Soil acidity, deficiencies in trace elements such as molybdenum and the natural replacement of the more efficient inoculated rhizobia with less efficient native strains means the amount of N fixed, may not be as high as we think.

So what can be done to maximise the amount of sub clover we grow?

Sub clover has an annual lifecycle and to persist it needs to set enough seed each year to produce high numbers of seedlings the following autumn.

Sub clover has three mechanisms to guard against false breaks and ensure persistence – embryo dormancy, temperature dormancy and hard seed.

All sub clover cultivars develop hard seed or an impermeable seed coat to water, but they vary in the rate the hard seed coat breaks down. The rate of breakdown depends on firstly the cultivar and secondly, on the day and night fluctuation in temperature.

Excessive trash or dry material left on the soil surface over the summer-autumn period acts as insulation and prevents the seed from being exposed to temperature fluctuations that cause the seed coat to crack.

The greater the fluctuation in temperature, the more rapid the breakdown.
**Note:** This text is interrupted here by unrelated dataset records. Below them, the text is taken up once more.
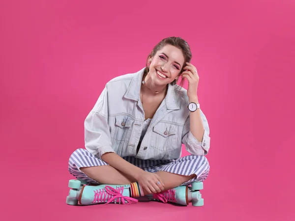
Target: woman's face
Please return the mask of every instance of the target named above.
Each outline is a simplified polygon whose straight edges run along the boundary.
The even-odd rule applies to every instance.
[[[184,63],[184,57],[181,50],[166,45],[151,58],[148,73],[155,84],[167,84],[179,75]]]

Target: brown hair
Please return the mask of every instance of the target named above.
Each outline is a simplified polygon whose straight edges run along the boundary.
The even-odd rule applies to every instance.
[[[183,54],[183,56],[184,57],[184,63],[182,65],[181,70],[180,71],[179,74],[178,75],[178,76],[183,72],[183,67],[184,67],[186,62],[190,62],[192,59],[192,53],[187,42],[186,42],[186,41],[182,39],[180,37],[169,37],[168,38],[164,38],[158,44],[157,44],[149,55],[148,55],[148,56],[147,61],[146,61],[146,70],[145,70],[145,72],[146,74],[148,74],[149,71],[149,68],[148,67],[148,58],[150,57],[153,57],[158,51],[163,48],[166,45],[171,45],[173,46],[176,47],[177,48],[181,50],[182,52],[182,54]],[[181,79],[181,81],[180,82],[180,86],[181,87],[183,85],[184,81],[184,79],[182,78],[182,79]],[[170,83],[172,85],[175,85],[176,84],[177,82],[177,80],[175,80]]]

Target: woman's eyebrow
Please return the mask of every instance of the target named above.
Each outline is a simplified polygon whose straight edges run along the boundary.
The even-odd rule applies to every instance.
[[[168,55],[167,55],[166,54],[165,54],[164,52],[162,52],[161,54],[164,54],[164,55],[165,55],[166,57],[167,57],[167,58],[169,59],[169,57],[168,56]],[[177,61],[174,61],[175,63],[176,63],[177,64],[179,64],[179,65],[181,67],[181,65],[180,65],[180,64],[179,64],[178,62],[177,62]]]

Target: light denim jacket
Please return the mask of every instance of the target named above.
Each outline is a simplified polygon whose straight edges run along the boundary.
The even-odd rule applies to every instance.
[[[115,152],[121,157],[172,160],[180,157],[183,143],[193,155],[207,154],[210,137],[205,115],[200,110],[205,131],[200,142],[190,131],[187,91],[171,84],[136,154],[145,120],[140,98],[144,70],[117,77],[107,83],[85,121],[86,149],[98,157]]]

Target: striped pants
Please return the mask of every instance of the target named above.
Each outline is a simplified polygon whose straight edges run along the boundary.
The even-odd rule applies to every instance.
[[[204,156],[189,155],[175,160],[141,160],[133,157],[123,159],[144,170],[154,173],[165,171],[177,174],[197,176],[182,185],[187,185],[195,181],[203,182],[208,176],[210,166],[207,159]],[[71,155],[69,160],[68,169],[70,173],[77,179],[93,184],[98,182],[91,179],[80,170],[81,167],[108,165],[84,149],[78,149]]]

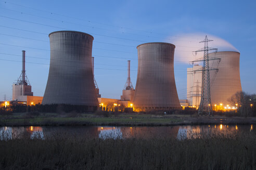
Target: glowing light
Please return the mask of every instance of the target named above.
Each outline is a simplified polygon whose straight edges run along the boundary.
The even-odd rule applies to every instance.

There is an obvious compromise on how much dry materials to leave behind. Too much dry matter insulates the seed, whereas too little, while breaking hard seed, can expose the soil to wind and erosion when it rains.

Recent work conducted by Southern Farming Systems (SFS) showed if there was excessive dry matter over summer only seven sub-clover plants per m2 germinated.

At the ideal level (of approximately 1000 kg/ha), germination was 182 plants per m2. Where all the trash had been removed, essentially overgrazing, the sub clover germination was similar to the ideal.

The difference in germination led to huge difference in clover content of the pasture later in the year.

Strategies for dry matter removal generally involve short rotations of grazing at high stocking density.

If this is not possible across the whole farm, this summer prioritise a couple of paddocks and try getting the trash management right. You’ll probably end up having a good clover year on those paddocks.